Altrettanto evidente deve essere il fatto che il raggiungimento di una elevato copertura di protezione della popolazione bersaglio (immunità di gregge, herd immunity), rappresenti un valore sociale importante.
Il vantaggio di una eradicazione della malattia è chiaro (vedi il vaiolo) e porta ad una interruzione del programma vaccinale ma è altrettanto scontato che ciò è possibile solo quando vi è la certezza della totale scomparsa dell’agente patogeno (pericolo spostamenti).
Dal punto di vista pratico esistono vaccini con agenti vivi (attenuati) che mantengono la capacità di evocare la risposta immunitaria ma non possono causare la malattia. Vaccini inattivati con procedimenti termici o chimici che possono essere composti da agenti interi o da loro parti. Vaccini ricombinanti, generalmente antivirali, prodotti con tecniche di ingegneria genetica.
I vaccini suscitano una risposta del sistema immunitario (umorale/anticorpi o cellulare) mimando l’infezione naturale senza provocare la malattia. La risposta evoca anche una memoria immunitaria più o meno lunga in genere di durata inferiore a quella provocata dalla malattia. Per questo possono essere richiesti richiami nel tempo.
Uno dei fattori più importanti per la risposta immunitaria è la via di somministrazione del vaccino (orale, intradermica, sottocutanea etc). L’antipolio ad esempio viene somministrata per via orale perché il virus si moltiplica sulla mucosa intestinale.

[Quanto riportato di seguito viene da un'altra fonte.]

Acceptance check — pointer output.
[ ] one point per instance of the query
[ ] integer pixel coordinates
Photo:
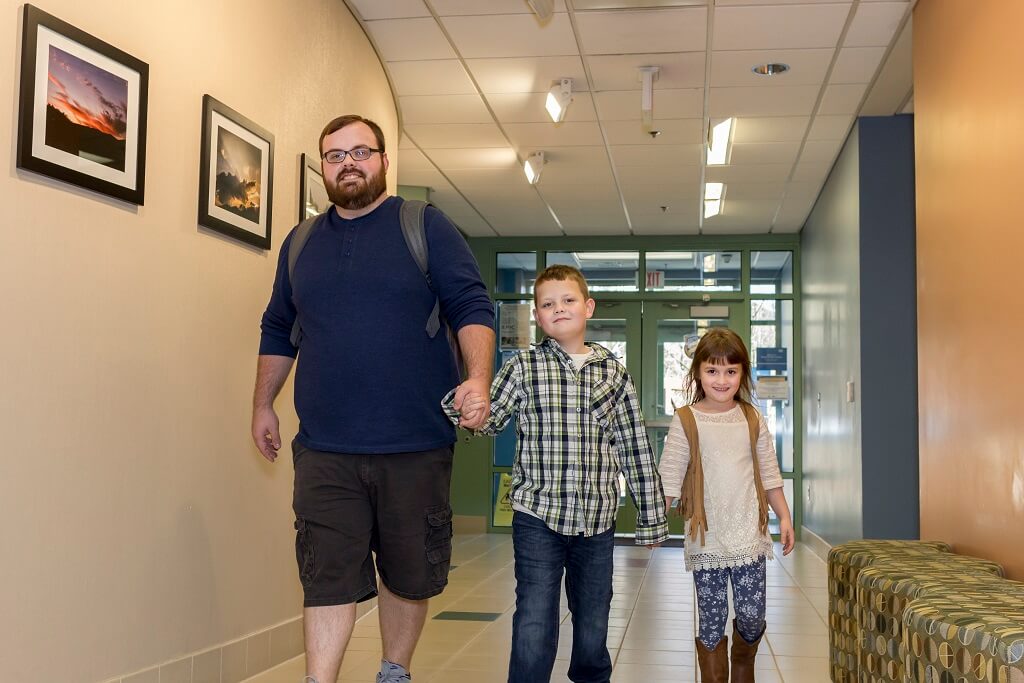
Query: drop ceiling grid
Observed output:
(463, 131)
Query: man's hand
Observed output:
(786, 536)
(472, 399)
(266, 432)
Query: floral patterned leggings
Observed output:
(748, 598)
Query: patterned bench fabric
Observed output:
(845, 562)
(969, 636)
(884, 590)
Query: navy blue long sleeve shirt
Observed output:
(369, 380)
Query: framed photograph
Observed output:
(236, 178)
(82, 109)
(312, 195)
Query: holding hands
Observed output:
(472, 399)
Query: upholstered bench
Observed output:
(968, 636)
(883, 591)
(845, 563)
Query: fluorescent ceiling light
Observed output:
(718, 148)
(647, 77)
(532, 167)
(558, 99)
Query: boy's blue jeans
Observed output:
(541, 556)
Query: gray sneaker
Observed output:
(392, 673)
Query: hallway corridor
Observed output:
(467, 635)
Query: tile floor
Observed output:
(652, 622)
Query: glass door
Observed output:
(669, 327)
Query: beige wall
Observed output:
(137, 521)
(970, 146)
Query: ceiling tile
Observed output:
(857, 65)
(452, 135)
(750, 173)
(678, 174)
(675, 103)
(764, 153)
(496, 158)
(769, 129)
(646, 155)
(528, 137)
(784, 100)
(673, 131)
(778, 27)
(414, 39)
(876, 24)
(443, 109)
(528, 108)
(736, 68)
(667, 224)
(644, 31)
(842, 98)
(375, 9)
(829, 127)
(755, 190)
(510, 36)
(434, 77)
(820, 152)
(620, 72)
(526, 74)
(456, 7)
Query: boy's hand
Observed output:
(786, 536)
(472, 399)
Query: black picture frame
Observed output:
(82, 109)
(312, 194)
(236, 178)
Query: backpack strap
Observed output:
(299, 240)
(416, 239)
(691, 497)
(754, 426)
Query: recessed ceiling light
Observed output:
(770, 70)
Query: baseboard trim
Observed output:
(815, 543)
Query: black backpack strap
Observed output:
(416, 239)
(295, 247)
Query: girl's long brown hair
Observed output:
(721, 346)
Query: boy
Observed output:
(579, 426)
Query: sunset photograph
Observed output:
(86, 110)
(239, 168)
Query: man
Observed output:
(373, 456)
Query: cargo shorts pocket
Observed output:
(304, 552)
(438, 545)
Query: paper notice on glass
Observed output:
(514, 326)
(775, 387)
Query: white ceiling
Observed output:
(470, 79)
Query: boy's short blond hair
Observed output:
(561, 273)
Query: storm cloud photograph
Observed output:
(239, 170)
(86, 110)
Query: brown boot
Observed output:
(742, 656)
(714, 664)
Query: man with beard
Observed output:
(373, 456)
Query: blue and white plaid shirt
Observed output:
(577, 430)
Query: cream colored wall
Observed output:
(137, 521)
(970, 144)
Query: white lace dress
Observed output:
(730, 498)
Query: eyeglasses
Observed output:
(358, 154)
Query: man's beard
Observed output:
(356, 197)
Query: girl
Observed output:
(716, 441)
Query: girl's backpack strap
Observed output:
(691, 496)
(754, 426)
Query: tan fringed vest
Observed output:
(691, 497)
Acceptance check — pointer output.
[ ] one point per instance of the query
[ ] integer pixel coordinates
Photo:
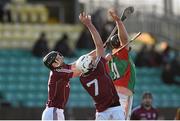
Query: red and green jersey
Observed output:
(122, 69)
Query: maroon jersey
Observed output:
(141, 113)
(100, 86)
(58, 87)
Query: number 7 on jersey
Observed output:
(95, 82)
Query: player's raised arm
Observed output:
(86, 20)
(122, 33)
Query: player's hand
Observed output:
(114, 15)
(85, 19)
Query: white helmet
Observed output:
(83, 63)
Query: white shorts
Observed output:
(114, 113)
(126, 104)
(52, 113)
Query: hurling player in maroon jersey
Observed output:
(96, 80)
(146, 110)
(58, 85)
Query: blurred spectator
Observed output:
(63, 47)
(84, 41)
(3, 102)
(168, 76)
(177, 117)
(41, 48)
(142, 57)
(176, 64)
(165, 55)
(154, 58)
(1, 13)
(146, 110)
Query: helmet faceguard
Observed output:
(114, 42)
(84, 63)
(50, 58)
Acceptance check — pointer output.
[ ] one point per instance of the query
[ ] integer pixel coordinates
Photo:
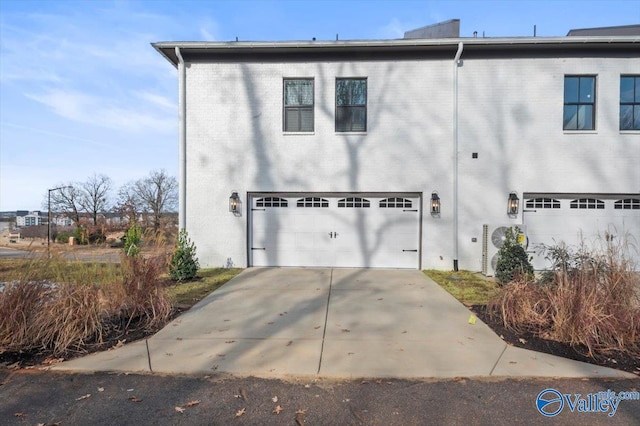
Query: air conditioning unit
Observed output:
(493, 237)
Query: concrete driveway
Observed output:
(332, 323)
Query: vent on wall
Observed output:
(493, 237)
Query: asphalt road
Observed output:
(29, 397)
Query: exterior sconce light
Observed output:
(234, 203)
(513, 204)
(435, 204)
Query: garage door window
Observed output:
(313, 202)
(398, 203)
(355, 202)
(627, 204)
(271, 202)
(543, 203)
(587, 203)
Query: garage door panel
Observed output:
(590, 221)
(338, 231)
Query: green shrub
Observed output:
(132, 240)
(184, 263)
(63, 237)
(513, 261)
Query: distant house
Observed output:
(24, 218)
(409, 153)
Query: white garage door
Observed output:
(351, 230)
(574, 218)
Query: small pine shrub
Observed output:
(184, 263)
(513, 261)
(63, 237)
(132, 240)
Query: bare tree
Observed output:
(66, 200)
(128, 204)
(94, 195)
(158, 193)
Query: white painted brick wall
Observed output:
(510, 114)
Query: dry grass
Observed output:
(87, 302)
(590, 299)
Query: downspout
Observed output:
(182, 156)
(456, 65)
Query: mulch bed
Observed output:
(617, 360)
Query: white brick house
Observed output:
(335, 148)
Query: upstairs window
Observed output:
(351, 105)
(298, 105)
(630, 102)
(579, 102)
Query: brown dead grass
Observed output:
(75, 310)
(594, 303)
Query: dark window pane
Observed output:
(571, 89)
(351, 92)
(570, 117)
(587, 90)
(585, 117)
(298, 92)
(626, 117)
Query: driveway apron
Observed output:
(274, 322)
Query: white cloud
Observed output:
(108, 113)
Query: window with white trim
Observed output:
(398, 203)
(313, 202)
(351, 104)
(630, 102)
(579, 102)
(298, 105)
(356, 202)
(587, 203)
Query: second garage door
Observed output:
(335, 230)
(574, 219)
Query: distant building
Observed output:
(24, 218)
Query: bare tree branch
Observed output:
(94, 195)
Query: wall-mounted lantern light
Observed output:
(234, 203)
(513, 204)
(435, 204)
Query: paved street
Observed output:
(30, 398)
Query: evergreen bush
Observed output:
(184, 263)
(513, 261)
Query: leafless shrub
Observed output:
(69, 315)
(19, 303)
(589, 298)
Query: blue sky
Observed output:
(83, 92)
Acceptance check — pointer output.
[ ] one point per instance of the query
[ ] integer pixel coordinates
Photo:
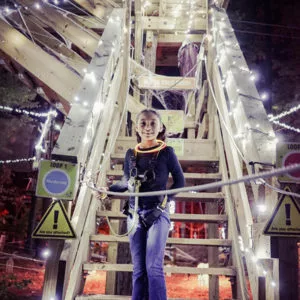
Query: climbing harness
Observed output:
(133, 212)
(134, 184)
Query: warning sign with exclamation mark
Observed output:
(285, 219)
(55, 224)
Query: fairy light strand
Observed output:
(285, 113)
(22, 111)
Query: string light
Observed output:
(285, 113)
(22, 111)
(18, 160)
(221, 52)
(285, 126)
(51, 114)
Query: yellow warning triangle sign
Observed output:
(55, 224)
(285, 219)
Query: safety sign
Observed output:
(55, 224)
(56, 179)
(288, 154)
(177, 145)
(285, 219)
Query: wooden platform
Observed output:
(202, 218)
(117, 297)
(179, 241)
(168, 269)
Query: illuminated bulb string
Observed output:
(252, 77)
(22, 111)
(251, 254)
(285, 113)
(285, 126)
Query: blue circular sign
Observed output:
(56, 182)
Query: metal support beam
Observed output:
(171, 24)
(50, 43)
(92, 94)
(83, 38)
(30, 56)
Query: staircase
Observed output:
(199, 155)
(91, 87)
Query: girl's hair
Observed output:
(162, 135)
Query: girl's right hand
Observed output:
(101, 193)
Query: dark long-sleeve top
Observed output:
(166, 162)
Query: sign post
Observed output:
(287, 154)
(56, 179)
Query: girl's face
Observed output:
(148, 126)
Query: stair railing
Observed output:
(88, 129)
(243, 135)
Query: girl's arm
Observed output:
(176, 171)
(122, 185)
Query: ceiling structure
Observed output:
(49, 44)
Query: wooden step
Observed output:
(192, 147)
(118, 297)
(199, 160)
(188, 196)
(168, 269)
(177, 241)
(202, 218)
(199, 176)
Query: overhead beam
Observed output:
(165, 39)
(86, 40)
(96, 8)
(42, 65)
(171, 23)
(98, 88)
(166, 82)
(51, 43)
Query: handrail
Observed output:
(230, 211)
(104, 90)
(241, 214)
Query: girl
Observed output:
(150, 162)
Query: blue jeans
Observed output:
(147, 251)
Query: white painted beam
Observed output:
(167, 39)
(39, 63)
(50, 43)
(246, 105)
(171, 23)
(84, 39)
(75, 138)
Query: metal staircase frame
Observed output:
(69, 257)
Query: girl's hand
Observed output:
(100, 195)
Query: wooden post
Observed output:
(150, 60)
(261, 288)
(286, 250)
(213, 254)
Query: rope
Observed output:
(208, 186)
(135, 215)
(21, 257)
(31, 269)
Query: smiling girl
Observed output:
(150, 162)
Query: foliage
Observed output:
(8, 282)
(13, 211)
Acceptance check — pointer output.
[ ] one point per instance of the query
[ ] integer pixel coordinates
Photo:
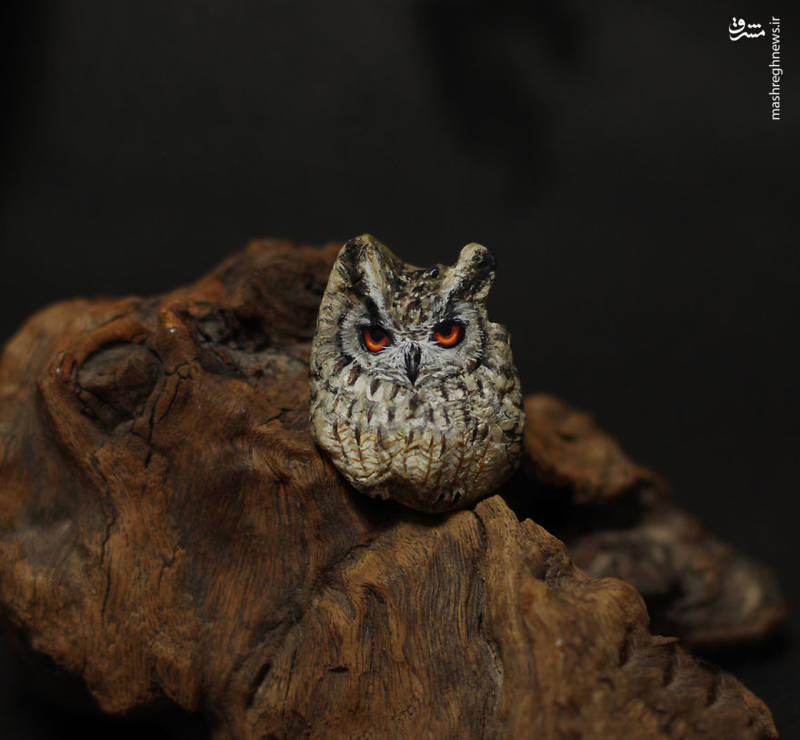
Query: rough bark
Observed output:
(169, 530)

La somministrazione di vaccini non è totalmente immune da rischi ma questi, come detto in premessa, sono nettamente inferiori ai vantaggi.
Dal punto di vista numerico la segnalazione di eventi gravi nel 2018 è stata di 3,1 su 100 mila dosi di cui il 67% è risultato a carattere transitorio.
Le reazioni più comuni avverse sono febbre, reazioni cutanee locali nel sito di inoculazione, orticaria, vomito. Dalle analisi dei dati nazionali non sono emersi dati che possano influenzare il rapporto beneficio/rischio dei vaccini, confermando quindi la loro sicurezza.
La massima probabilità in eventi avversi gravi si concentra al momento della somministrazione. È quindi cruciale che la seduta vaccinale sottostia a regole di buona pratica al fine di ridurre al minimo i rischi e favorire la gestione più efficace di eventuali reazioni.
I dati della vaccino sorveglianza dicono chiaramente che la stragrande maggioranza degli eventi avversi sono lievi: dolore, rossore, gonfiore nella zona di iniezione e rialzo temperatura (non sopra i 38°), pianto ed irritabilità nei bimbi.
La Regione Veneto ha presentato una descrizione degli eventi avversi più comuni e preoccupanti in età pediatrica, essi comprendono convulsioni, episodi ipotonico ipo responsivi (svenimenti), reazioni allergiche/anafilassi (molto rari).
Molta attenzione quindi viene posta soprattutto nella fase anamnestica (raccolta notizie sul paziente) proprio per intercettare eventuali soggetti con episodi allergici conclamati presenti nella loro storia sanitaria.
Storia, numeri e miglioramenti tecnologici quindi ci indicano in modo chiaro ed inequivocabile che vaccinarsi oggi è molto meno rischioso che ammalarsi.